D’autres  participent plutôt de la poésie pure, de la fantaisie pleine d’humour, dont il jouait pas mal aussi. La quatrième de couverture ne nous parle-t-elle pas de « cet attrait qui était le sien pour le non-sens et en particulier pour la poésie de Lewis Carroll ? » Car, si sérieuse que soit la vie, il ne faut pas la prendre trop au sérieux. Un brin de fantaisie, d’invraisemblable imaginaire, pimente agréablement les milliers de jours trop semblables. Tel cet homme qui, n’ayant pas de poules, élevait des moules pour avoir des œufs frais. Mais à force de manger des œufs de moules, noirs, il devint noir comme un Bantou et fut contraint d’acheter des poules pour retrouver son teint de lait ! Absurde, n’est-il pas ? C’est de l’humour, c’est de la poésie. C’est du bon sens aussi : il ne faut pas imaginer forcer la nature : pour avoir des œufs de poule, il faut avoir des poules… Ainsi, sous le couvert d’une faribole, Maurice Carême nous ramène à la réalité, après cette incursion dans l’imaginaire poétique.

Comme dans tout recueil de fables qui se respecte, les animaux ont la part belle pour nous faire la leçon.
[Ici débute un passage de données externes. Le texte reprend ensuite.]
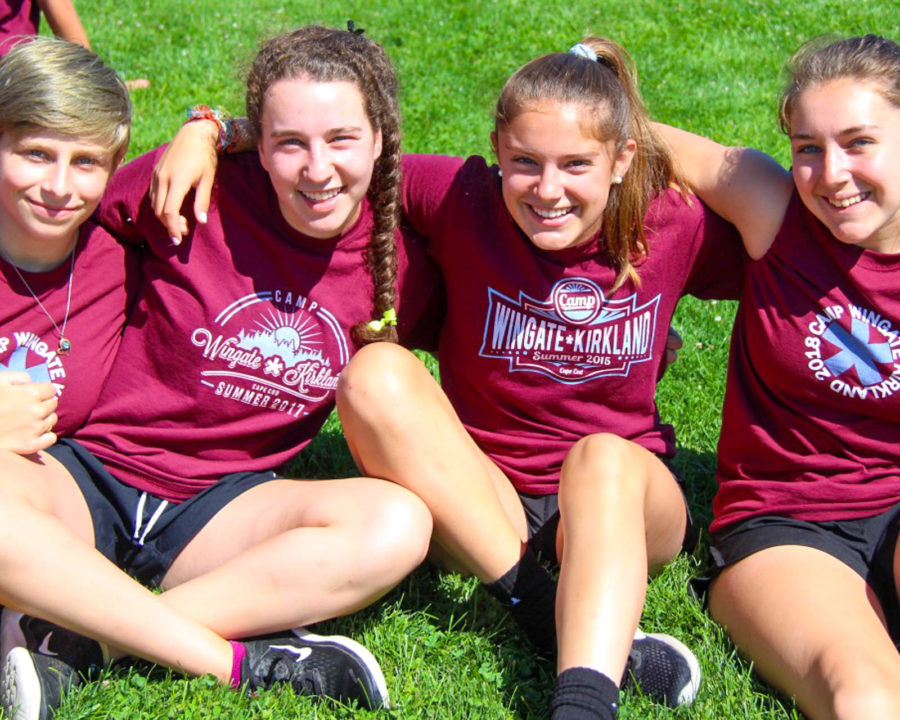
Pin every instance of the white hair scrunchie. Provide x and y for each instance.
(583, 51)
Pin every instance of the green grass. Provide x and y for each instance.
(713, 67)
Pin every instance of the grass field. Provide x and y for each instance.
(713, 67)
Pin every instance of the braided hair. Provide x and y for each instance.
(329, 55)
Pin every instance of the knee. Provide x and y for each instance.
(599, 462)
(375, 376)
(864, 689)
(398, 536)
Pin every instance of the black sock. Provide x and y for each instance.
(528, 591)
(584, 694)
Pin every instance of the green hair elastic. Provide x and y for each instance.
(389, 318)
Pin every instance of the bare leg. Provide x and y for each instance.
(49, 568)
(812, 628)
(292, 552)
(621, 513)
(401, 426)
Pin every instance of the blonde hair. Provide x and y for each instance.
(607, 91)
(867, 58)
(52, 84)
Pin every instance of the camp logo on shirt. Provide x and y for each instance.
(855, 350)
(572, 336)
(26, 352)
(273, 350)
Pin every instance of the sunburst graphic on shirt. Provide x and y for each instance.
(292, 339)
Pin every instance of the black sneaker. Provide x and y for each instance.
(663, 669)
(334, 666)
(45, 638)
(33, 685)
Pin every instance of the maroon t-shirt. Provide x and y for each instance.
(535, 352)
(231, 357)
(811, 423)
(17, 17)
(28, 340)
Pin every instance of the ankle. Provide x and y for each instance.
(238, 655)
(584, 694)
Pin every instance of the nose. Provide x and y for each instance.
(549, 185)
(318, 164)
(834, 166)
(56, 181)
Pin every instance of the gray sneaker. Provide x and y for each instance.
(663, 669)
(33, 685)
(321, 666)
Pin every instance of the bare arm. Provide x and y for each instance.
(745, 186)
(191, 161)
(64, 21)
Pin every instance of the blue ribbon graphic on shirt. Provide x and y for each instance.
(857, 351)
(38, 373)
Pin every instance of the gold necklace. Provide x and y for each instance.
(64, 346)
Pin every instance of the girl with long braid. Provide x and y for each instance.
(563, 265)
(228, 367)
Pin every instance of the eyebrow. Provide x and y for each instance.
(847, 131)
(330, 131)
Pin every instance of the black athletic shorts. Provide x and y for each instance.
(542, 513)
(864, 544)
(140, 532)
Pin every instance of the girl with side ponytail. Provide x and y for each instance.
(563, 265)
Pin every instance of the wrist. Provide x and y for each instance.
(221, 119)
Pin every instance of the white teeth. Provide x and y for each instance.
(320, 196)
(847, 202)
(549, 213)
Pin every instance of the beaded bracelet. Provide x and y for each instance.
(220, 118)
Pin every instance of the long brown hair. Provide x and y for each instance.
(868, 58)
(606, 90)
(327, 55)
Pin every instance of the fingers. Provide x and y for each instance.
(202, 196)
(28, 417)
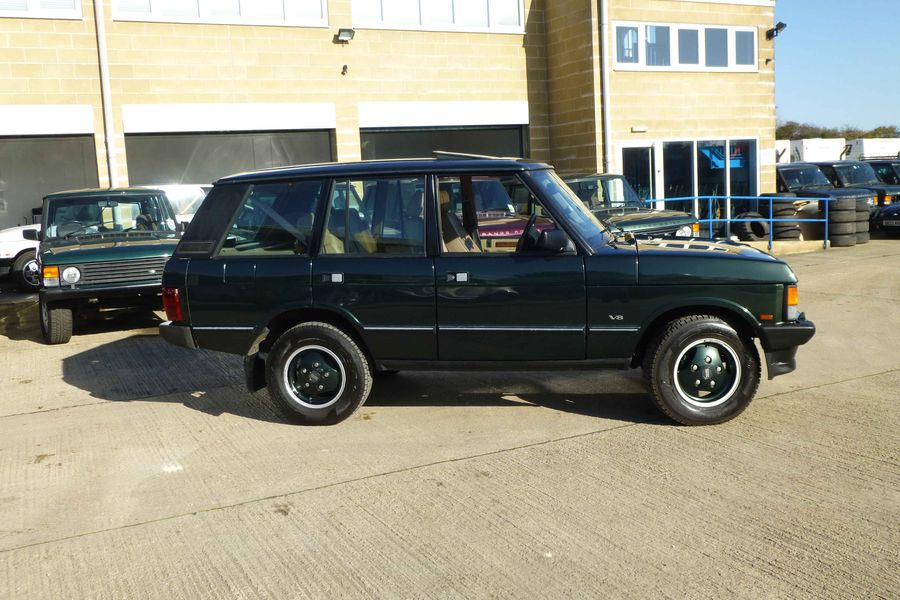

La plus belle peut-être est celle que nous donne L’oie. Née blanche par nature, elle croit à la justice. Et quand le maître cruel la tue, l’embroche et la cuit nue, elle se dit qu’être mangée à Noël la fait encore mieux croire au ciel.

Heureux les simples d’esprit car le royaume des cieux est à eux. La bonne solution ? Regarder à travers la vitre, où l’on voit le monde, plutôt que le miroir, où l’on ne voit que soi. C’est infiniment plus passionnant.